Concrete Built Half Our World, But May Be Harming It. Thomas Petersen Wants to Change That.

| November 14, 2022

New USC Viterbi assistant professor works to engineer “green” cement.

Thomas Petersen pictured outside of Kaprielian Hall

Thomas Petersen pictured outside of Kaprielian Hall

Half of all buildings in the world are made from concrete.   

Beloved for its strength, endurance and low costs – concrete has been intrinsically integrated into construction for thousands of years to become the second-most used material in the world after water.  

For Thomas Petersen however, his fascination with concrete lies far beyond the surface.  

The new assistant professor in the Sonny Astani Department of Civil and Environmental Engineering has built his career on understanding the physics behind the strength, durability and cohesion of cement, a principal ingredient of concrete.  

His goal – making the material more sustainable.   

“The global production of cement is approximately three times that of steel. The material is here to stay,” said Petersen. “We have to come up with ways that we can both improve our built environment while not doing unnecessary harm to our natural environment.”  

While there have been numerous advances in the field of cement sciences over the last two decades, creating cement still significantly contributes to green-house gas emissions. 

A report from Norway’s CICERO Center for International Climate Research has found that cement-making accounts for more than 7% of all global CO2 emissions; numbers that have tripled in the last 30 years and doubled in the last 20 years to keep up with its rising demand.  

States like California, Colorado, New Jersey and New York recognize that cleaning up the cement industry will be a critical component to achieving climate and health goals; all have passed legislation on cleaner concrete and the trend is only growing.  

Carbon dioxide is emitted in two ways throughout the cement-making process, one from the chemical process itself and the other from heating the chemicals. 

 It’s a problem engineers like Petersen are also working to solve by creating alternative methods and materials. 

“There are different approaches that you can take to trying to solve this problem. What drives me is that I’m trying to understand the physics behind cement at a microstructural scale,” Petersen explained.  

“How the material organizes itself, and what kind of alternatives you might be able to add to create similar, equal or improved properties. That, in turn, could help make it greener.”  

Cement gets its strength and binding properties from calcium silicate hydrate (C-S-H), one of the main contributors of concrete’s high carbon dioxide emission levels. To create C-S-H, limestone is taken out of the ground and heated to around 2800 degrees Fahrenheit.
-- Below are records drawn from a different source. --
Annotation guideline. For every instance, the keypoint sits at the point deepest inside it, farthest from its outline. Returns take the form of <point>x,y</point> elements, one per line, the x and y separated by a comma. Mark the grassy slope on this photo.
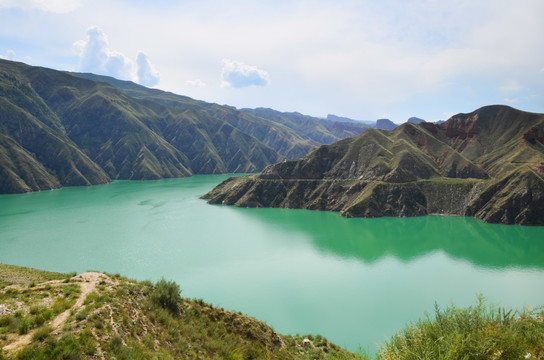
<point>487,164</point>
<point>125,319</point>
<point>57,129</point>
<point>292,135</point>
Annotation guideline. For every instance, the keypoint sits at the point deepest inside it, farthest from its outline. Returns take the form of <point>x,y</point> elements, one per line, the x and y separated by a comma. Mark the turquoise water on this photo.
<point>355,281</point>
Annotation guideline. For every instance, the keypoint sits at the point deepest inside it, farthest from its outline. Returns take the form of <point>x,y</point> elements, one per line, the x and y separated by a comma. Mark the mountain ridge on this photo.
<point>58,129</point>
<point>488,164</point>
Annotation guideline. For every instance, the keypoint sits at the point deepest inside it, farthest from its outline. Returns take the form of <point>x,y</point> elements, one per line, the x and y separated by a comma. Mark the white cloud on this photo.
<point>10,55</point>
<point>147,74</point>
<point>54,6</point>
<point>510,87</point>
<point>197,83</point>
<point>96,56</point>
<point>238,75</point>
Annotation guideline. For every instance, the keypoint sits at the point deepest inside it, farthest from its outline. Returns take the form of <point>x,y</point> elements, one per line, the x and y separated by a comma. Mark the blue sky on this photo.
<point>362,59</point>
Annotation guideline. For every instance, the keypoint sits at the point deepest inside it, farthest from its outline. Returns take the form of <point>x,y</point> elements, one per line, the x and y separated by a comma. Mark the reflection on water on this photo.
<point>485,245</point>
<point>355,281</point>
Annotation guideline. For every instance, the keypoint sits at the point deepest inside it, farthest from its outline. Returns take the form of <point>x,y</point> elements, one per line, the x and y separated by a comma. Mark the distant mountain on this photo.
<point>345,119</point>
<point>488,164</point>
<point>291,135</point>
<point>60,130</point>
<point>385,124</point>
<point>66,129</point>
<point>415,120</point>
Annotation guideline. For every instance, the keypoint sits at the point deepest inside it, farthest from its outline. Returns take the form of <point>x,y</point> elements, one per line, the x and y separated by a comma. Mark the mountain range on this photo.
<point>68,129</point>
<point>488,164</point>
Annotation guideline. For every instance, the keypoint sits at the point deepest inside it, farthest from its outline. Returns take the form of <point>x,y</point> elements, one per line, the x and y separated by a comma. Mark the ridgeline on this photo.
<point>488,164</point>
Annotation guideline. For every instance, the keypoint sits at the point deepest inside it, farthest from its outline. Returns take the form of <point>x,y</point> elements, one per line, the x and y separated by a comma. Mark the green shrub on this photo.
<point>24,326</point>
<point>167,295</point>
<point>476,332</point>
<point>42,333</point>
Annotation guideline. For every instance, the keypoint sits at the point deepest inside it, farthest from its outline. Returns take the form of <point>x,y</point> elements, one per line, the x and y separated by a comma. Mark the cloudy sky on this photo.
<point>362,59</point>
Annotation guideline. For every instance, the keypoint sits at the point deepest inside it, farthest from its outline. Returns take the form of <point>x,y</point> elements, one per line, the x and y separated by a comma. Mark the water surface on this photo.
<point>355,281</point>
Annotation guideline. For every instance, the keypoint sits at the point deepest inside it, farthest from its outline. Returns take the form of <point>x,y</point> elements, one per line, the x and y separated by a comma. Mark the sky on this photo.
<point>362,59</point>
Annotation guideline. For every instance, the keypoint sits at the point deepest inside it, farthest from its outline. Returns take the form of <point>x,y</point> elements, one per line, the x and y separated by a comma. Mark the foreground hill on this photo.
<point>59,129</point>
<point>488,164</point>
<point>98,316</point>
<point>46,315</point>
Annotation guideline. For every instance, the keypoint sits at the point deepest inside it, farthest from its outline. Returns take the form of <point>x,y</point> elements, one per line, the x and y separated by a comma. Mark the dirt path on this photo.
<point>87,282</point>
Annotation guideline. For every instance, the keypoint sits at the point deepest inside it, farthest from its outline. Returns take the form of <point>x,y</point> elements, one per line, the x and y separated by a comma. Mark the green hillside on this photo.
<point>46,315</point>
<point>292,135</point>
<point>488,164</point>
<point>57,129</point>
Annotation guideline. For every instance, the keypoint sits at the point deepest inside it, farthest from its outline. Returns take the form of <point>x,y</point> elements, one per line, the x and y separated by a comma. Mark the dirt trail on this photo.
<point>87,282</point>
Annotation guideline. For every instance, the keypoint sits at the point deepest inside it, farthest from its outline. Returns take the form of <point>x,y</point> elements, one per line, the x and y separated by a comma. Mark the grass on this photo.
<point>475,332</point>
<point>125,319</point>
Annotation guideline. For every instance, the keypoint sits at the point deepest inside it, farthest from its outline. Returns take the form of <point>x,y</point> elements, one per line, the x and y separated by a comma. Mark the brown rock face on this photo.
<point>487,164</point>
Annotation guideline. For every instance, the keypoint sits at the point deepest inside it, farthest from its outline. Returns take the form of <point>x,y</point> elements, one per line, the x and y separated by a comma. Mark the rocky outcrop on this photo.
<point>481,164</point>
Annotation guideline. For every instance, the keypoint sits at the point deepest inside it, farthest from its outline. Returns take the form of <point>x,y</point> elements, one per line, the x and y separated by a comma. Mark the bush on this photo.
<point>476,332</point>
<point>167,295</point>
<point>42,333</point>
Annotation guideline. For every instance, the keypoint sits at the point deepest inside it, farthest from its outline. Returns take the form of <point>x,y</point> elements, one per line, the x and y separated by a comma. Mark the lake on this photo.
<point>355,281</point>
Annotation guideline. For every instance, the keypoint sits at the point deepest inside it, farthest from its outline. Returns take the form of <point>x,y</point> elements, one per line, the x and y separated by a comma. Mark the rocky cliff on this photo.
<point>488,164</point>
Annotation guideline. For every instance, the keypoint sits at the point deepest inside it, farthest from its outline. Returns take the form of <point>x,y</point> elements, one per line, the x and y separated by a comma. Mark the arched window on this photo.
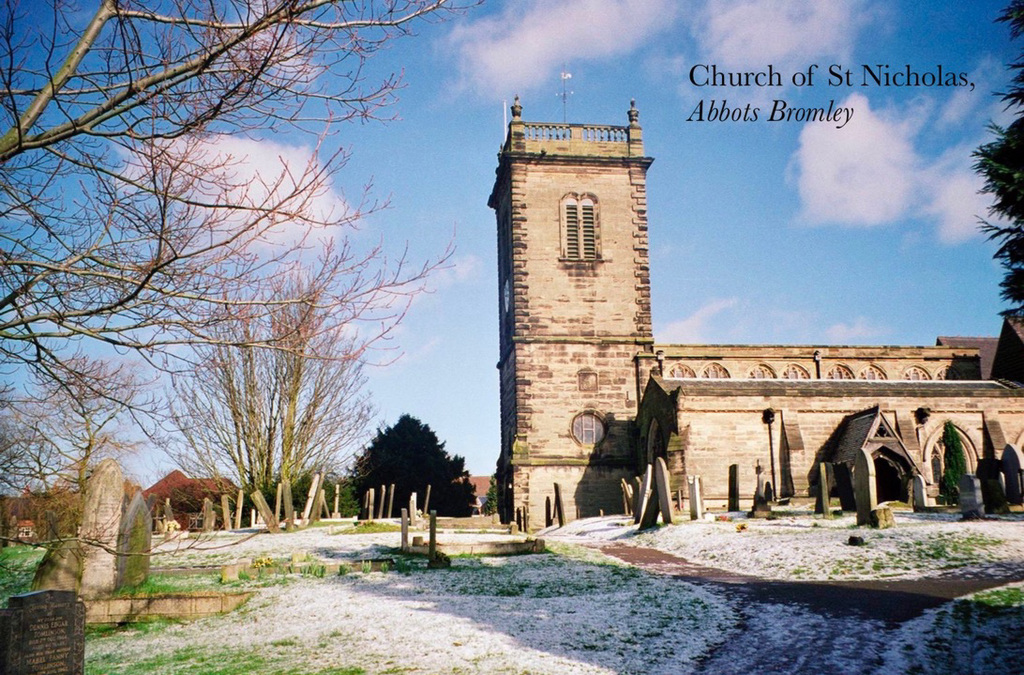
<point>795,372</point>
<point>580,229</point>
<point>872,372</point>
<point>588,428</point>
<point>915,373</point>
<point>839,373</point>
<point>679,372</point>
<point>715,372</point>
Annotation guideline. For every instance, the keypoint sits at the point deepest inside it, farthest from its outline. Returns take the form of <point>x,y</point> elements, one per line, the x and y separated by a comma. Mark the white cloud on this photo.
<point>693,328</point>
<point>861,329</point>
<point>528,41</point>
<point>786,34</point>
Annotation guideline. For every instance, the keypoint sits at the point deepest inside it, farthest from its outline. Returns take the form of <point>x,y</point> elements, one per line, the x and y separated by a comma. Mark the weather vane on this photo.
<point>566,92</point>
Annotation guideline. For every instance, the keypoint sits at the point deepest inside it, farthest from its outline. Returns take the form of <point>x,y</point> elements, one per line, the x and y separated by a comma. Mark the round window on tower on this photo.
<point>588,428</point>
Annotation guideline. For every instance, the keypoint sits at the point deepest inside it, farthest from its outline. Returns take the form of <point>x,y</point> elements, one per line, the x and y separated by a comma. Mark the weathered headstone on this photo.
<point>404,531</point>
<point>972,505</point>
<point>313,487</point>
<point>43,633</point>
<point>921,500</point>
<point>240,502</point>
<point>1012,469</point>
<point>733,488</point>
<point>265,512</point>
<point>209,516</point>
<point>664,489</point>
<point>696,502</point>
<point>643,496</point>
<point>559,506</point>
<point>822,502</point>
<point>100,524</point>
<point>864,488</point>
<point>225,511</point>
<point>286,498</point>
<point>134,544</point>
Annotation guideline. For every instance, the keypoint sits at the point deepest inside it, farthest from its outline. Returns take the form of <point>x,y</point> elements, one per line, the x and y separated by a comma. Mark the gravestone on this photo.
<point>733,488</point>
<point>864,488</point>
<point>286,497</point>
<point>972,505</point>
<point>762,508</point>
<point>822,501</point>
<point>43,633</point>
<point>1012,469</point>
<point>265,512</point>
<point>313,487</point>
<point>225,510</point>
<point>100,525</point>
<point>134,544</point>
<point>643,497</point>
<point>209,517</point>
<point>696,503</point>
<point>404,531</point>
<point>559,506</point>
<point>240,502</point>
<point>921,501</point>
<point>664,490</point>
That process strips carbon dioxide out of the limestone, allowing it to enter the atmosphere.  

In the pursuit of creating more sustainable cement materials that don’t require carbon dioxide emissions but still contain strong binding properties – Petersen’s research focuses on understanding the mesoscale structure of C-S-H.  

“We are producing models that are effective at translating the molecular scale information to the scale at which individual polymers and grains of C-S-H can no longer be discerned, and instead form patterns. These patterns matter because denser structures generally produce a tougher, more resilient material,” said Petersen. 

“The physics around cement is still not solved. It’s a complicated material where you must understand physics, you must understand chemistry and you must understand mechanics to use it in some kind of an engineering application. So, it is very much multidisciplinary.”  

Petersen is currently in the process of creating a microfluidics lab at USC Viterbi. 

The lab is being built to further research how charged particles, including clays and dilute solutions of C-S-H, interact, aggregate, and develop stresses in different electrochemical environments, under differing flow conditions.

A better understanding of this research could possibly lead engineers to find greener alternatives to C-S-H and other materials. Meanwhile, students will receive hands-on experience exploring this unique field of research. Petersen expects to open the lab at the beginning of 2023.  

Before joining USC Viterbi in August, Petersen worked at ExxonMobil for three years where he was a senior research engineer. With a master’s degree and Ph.D. from MIT’s Department of Civil and Environmental Engineering, Petersen says he’s eager to get back to research in hopes of engineering solutions that make our planet greener.  

Outside of research, Petersen enjoys endurance sports and says you can typically find him hitting the pavement on his bicycle while exploring his new home of Los Angeles. As an avid runner who recently participated in the Boston Marathon in April, Petersen also ran competitively in college.  

Beyond the obvious concrete connection between Petersen’s work and his hobbies that place him on miles of concrete for hours at a time — he says there’s also concrete evidence that endurance sports have helped him with his research.  

“It lets me step back and look at the bigger picture of what I am trying to do, make sure that I’m not getting too focused on a specific equation or paper that I’m writing. It’s a great outlet for me.”